The Final Report and Deliverable
Click here to access the final report and deliverable. STEPS_Final report_2021.04.12.pdf and poster
MUCP Graphic.pdf.
The STEPS Initiative Student Team
Yi Li is a fourth-year student double majoring in Industrial Relations and Human Resources, and Sociology. As a Sociology student and art lover, Yi recently took a course “Sociology of Human Rights” which speaks to the importance of acknowledging the past and culture as well as some of the shortcomings of the modern notion of justice and barriers of reconciliation; Yi would apply what they learned in the class to the STEPS Initiative project, as well as literature on the successful use of public art by minority groups as a tool in reconciliation. Yi formerly worked as a Conference Assistant at the University of Toronto, Faculty of Medicine, and currently volunteers as the External Communications Director for the University of Toronto Industrial Relations and Human Resources Student Association.
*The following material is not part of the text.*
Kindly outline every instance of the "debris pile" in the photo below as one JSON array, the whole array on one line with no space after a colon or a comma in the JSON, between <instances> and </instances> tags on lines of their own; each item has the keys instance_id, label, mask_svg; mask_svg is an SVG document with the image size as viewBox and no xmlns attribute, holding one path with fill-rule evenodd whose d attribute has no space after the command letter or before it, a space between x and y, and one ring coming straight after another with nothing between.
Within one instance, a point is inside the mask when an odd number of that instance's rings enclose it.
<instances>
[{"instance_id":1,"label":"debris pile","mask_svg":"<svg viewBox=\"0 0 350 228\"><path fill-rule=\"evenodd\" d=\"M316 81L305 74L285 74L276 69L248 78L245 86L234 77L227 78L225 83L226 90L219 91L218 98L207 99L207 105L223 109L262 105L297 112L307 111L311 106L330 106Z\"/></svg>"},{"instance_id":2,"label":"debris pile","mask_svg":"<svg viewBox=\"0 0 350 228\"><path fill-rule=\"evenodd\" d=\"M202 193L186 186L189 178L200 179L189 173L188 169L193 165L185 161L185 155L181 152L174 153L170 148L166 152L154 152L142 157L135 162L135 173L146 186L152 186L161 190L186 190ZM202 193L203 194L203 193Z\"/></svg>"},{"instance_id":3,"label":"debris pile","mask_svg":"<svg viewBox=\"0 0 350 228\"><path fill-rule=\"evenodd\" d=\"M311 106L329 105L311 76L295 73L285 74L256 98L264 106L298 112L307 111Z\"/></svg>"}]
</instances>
Tianyi Wang is a fourth-year student at the Rotman School of Management, pursuing a Specialist in Finance and Economics. Tianyi is interested in art and specifically the role of public art as the point of contact between different cultures. Their background as in Finance and Economics will allow them to assess the project on a cost and benefit basis, such as funding to support artists and public art engagement through modes such as transaction history and human traffic. Tianyi was a former intern at the Bank of China (Hebei, China), volunteered as a translator, and participated in a summer abroad program at the University of Oxford.
Rajpreet (she/her) is currently based in Tkaronto and is a fourth-year student in International Development Studies co-op and majoring in Human Geography (UTSC). She engages with alternative and community power mapping as research practice and currently working on her thesis on the public memorialization processes of the disappeared in Kathmandu, after completing a 10-month placement. As a spacemaker and builder, she values critical/feminist pedagogy, site-specific projects and community-based arts. Rajpreet would approach the STEPS Initiative project with the understanding of the symbolic and material value of public art and the centring Indigenous-led projects in fostering community discourse. At UTSC, she is the VP internal for the Geography and City Studies Student Association, a research and outreach assistant for the Women and Gender Studies Department and the community programs director for the consent culture campaign for the Scarborough Campus Students’ Union.
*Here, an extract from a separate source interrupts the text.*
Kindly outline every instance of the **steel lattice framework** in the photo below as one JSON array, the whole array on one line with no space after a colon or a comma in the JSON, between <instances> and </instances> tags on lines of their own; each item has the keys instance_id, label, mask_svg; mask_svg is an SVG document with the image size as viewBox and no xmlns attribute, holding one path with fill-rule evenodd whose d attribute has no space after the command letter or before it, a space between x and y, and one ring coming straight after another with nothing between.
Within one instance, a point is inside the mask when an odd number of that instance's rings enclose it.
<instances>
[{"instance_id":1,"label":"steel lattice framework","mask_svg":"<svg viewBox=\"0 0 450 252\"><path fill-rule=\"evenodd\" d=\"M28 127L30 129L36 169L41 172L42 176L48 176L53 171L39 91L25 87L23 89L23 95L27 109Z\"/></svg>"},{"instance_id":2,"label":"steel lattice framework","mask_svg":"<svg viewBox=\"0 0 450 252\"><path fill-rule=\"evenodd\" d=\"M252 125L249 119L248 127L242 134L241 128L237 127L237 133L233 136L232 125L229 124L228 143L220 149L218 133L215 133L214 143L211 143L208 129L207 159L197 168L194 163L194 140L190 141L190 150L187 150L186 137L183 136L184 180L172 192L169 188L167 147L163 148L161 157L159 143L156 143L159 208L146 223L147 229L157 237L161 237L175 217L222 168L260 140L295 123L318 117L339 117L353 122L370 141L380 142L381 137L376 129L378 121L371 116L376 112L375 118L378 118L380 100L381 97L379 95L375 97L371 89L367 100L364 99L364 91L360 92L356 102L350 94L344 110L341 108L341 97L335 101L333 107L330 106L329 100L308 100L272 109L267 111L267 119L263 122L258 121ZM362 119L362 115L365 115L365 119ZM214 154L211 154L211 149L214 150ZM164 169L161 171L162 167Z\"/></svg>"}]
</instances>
Randa Omar is a is a fourth-year student at John H. Daniels Faculty of Architecture, Landscape and Design, Technology Stream, and majoring in Urban Studies at Innis College. As a student of Architecture and Urban Studies, Randa analyzes and designs projects considering all aspects: social, political, economic, cultural, and aesthetic, which would be of asset to the STEPS Initiative student team Randa is the current President of the Architecture and Visual Studies Student Union, as well as a Research Assistant evaluating the intersection of slavery, colonialism, and gender in architecture. Randa is the recipient of the Jackman Scholar-in-Residence award, researching the use of classical architecture in slave-owning societies/colonies.